The revocation of Canadian citizenship is a very serious matter that will likely have a tremendous impact on the life and future of the person concerned. Depending on the reasons provided for seeking revocation, a person who loses their citizenship may also lose their permanent residence and face removal from Canada. If you or a family member is facing the revocation of citizenship and want to challenge this decision, legal counsel is important as this is a highly complex area of law.

Why can the Government seek to take citizenship away?

If Immigration Refugee and Citizenship Canada (IRCC) believes that you obtained your citizenship through “false representation or fraud or by knowingly concealing material circumstances”, they can start proceedings to take citizenship away from you.
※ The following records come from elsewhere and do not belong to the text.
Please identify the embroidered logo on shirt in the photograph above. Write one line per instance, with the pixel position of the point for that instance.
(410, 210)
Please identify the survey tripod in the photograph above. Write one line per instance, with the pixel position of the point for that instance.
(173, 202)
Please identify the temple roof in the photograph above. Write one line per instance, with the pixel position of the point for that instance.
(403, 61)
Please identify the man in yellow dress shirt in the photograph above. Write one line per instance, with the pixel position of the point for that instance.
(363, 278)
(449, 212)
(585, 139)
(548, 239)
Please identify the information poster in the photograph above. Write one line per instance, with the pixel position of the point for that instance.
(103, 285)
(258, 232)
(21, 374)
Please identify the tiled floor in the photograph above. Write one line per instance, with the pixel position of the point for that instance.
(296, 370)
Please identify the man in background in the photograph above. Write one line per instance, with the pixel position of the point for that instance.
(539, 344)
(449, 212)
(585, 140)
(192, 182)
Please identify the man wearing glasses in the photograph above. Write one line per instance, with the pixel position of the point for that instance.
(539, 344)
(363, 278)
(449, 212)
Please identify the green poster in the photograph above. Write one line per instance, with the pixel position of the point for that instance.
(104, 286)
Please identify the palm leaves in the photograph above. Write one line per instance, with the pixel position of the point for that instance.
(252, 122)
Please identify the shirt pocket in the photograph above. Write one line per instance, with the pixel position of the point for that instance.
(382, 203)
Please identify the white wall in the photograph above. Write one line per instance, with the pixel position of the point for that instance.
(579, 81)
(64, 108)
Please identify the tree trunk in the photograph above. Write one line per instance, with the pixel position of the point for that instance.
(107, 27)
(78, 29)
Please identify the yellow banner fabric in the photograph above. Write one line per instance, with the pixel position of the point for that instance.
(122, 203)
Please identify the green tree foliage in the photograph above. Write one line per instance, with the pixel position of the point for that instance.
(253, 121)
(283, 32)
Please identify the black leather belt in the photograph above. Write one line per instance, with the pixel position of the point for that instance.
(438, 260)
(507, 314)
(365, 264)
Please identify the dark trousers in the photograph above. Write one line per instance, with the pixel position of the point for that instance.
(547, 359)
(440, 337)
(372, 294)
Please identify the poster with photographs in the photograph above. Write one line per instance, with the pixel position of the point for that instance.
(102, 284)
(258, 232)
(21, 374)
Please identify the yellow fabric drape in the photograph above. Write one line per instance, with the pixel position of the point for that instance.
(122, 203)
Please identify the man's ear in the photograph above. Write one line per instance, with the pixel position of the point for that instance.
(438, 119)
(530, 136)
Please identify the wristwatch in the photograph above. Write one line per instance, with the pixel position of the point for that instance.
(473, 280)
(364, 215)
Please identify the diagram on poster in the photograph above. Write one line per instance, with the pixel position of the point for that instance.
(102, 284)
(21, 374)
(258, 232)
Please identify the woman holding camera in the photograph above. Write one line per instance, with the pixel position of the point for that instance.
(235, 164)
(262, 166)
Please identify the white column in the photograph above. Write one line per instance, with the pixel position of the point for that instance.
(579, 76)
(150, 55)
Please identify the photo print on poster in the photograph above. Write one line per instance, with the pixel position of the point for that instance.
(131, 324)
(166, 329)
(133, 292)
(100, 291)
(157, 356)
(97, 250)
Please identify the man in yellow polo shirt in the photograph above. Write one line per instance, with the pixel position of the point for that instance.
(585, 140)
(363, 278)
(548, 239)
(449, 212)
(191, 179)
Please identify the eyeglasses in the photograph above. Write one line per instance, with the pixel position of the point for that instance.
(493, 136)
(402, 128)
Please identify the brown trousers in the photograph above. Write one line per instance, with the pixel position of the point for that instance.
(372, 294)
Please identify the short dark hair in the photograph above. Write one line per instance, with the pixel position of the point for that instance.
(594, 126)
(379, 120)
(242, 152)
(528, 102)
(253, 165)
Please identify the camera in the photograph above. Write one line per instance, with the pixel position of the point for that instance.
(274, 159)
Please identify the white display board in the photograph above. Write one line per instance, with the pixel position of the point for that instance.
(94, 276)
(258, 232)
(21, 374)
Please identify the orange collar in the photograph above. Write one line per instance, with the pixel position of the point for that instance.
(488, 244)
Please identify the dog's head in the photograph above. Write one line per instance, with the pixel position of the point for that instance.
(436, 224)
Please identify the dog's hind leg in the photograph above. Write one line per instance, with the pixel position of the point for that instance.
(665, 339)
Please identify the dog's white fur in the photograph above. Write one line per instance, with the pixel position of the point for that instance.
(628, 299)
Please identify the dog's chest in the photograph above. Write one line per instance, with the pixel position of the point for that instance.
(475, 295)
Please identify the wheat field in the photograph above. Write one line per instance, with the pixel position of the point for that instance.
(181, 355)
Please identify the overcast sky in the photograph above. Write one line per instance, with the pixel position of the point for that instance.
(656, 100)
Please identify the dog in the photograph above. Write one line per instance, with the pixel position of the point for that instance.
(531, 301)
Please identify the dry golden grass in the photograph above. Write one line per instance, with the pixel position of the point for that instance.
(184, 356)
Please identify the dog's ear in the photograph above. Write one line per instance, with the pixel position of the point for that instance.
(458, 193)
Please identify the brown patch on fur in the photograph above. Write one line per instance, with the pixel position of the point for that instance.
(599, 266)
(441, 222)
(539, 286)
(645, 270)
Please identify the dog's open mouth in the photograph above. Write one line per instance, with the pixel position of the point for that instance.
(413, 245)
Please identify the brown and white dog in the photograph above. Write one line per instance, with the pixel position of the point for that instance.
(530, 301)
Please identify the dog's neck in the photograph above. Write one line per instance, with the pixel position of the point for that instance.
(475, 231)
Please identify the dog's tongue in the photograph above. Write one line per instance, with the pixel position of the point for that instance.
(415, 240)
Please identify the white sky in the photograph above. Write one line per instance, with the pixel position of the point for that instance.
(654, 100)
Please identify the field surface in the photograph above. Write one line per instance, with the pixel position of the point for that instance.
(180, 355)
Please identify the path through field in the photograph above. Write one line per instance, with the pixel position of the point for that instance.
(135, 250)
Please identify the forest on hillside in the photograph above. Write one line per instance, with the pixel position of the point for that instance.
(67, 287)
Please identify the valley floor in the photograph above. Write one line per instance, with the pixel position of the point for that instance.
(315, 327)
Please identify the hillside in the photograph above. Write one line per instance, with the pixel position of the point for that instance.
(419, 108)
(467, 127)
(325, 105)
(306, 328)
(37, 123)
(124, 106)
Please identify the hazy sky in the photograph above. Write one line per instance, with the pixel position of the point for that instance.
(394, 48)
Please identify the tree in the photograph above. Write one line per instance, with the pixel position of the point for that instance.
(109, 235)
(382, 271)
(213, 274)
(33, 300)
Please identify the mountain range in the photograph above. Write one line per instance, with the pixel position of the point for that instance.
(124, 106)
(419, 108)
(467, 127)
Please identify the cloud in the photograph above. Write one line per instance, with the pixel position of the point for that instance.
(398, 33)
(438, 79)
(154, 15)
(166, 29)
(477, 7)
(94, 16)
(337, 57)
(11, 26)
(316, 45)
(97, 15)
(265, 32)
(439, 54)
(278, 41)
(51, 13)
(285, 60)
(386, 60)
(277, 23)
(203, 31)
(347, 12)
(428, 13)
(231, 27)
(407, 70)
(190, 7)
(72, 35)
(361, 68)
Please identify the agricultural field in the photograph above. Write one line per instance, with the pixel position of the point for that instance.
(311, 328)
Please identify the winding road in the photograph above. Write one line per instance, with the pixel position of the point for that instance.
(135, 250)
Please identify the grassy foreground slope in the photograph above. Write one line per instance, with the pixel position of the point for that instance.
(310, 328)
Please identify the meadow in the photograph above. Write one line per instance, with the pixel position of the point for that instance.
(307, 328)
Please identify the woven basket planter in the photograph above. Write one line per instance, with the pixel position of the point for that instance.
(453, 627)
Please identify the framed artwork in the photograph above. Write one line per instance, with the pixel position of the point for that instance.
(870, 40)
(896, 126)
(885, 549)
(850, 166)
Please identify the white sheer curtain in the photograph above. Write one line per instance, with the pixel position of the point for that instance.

This means, that if you were untruthful in setting out your period of residence in Canada or, for example, did not disclose a criminal record that you are at risk of losing your citizenship.

Recently the Government has passed new amendments to the Citizenship Act that will also allow – when the new provisions come into force – IRCC to take citizenship away from individuals who are believed to be involved in acts of terrorism and/or has committed treason against Canada.

What happens if my citizenship is revoked?

If you were honest on your application for permanent residence, and so the only errors are with your citizenship application, then on loss of citizenship you become a permanent resident. For example, if your days of declared residence in Canada were wrong, you would again become a permanent resident of Canada.

It is possible that on return to being a permanent resident that you will face additional challenges. If, while you were a permanent resident of Canada, you committed a crime overseas and did not disclose this on your citizenship application, then on return to being a permanent resident (after loss of citizenship) you may face allegations that you are inadmissible to Canada for criminality.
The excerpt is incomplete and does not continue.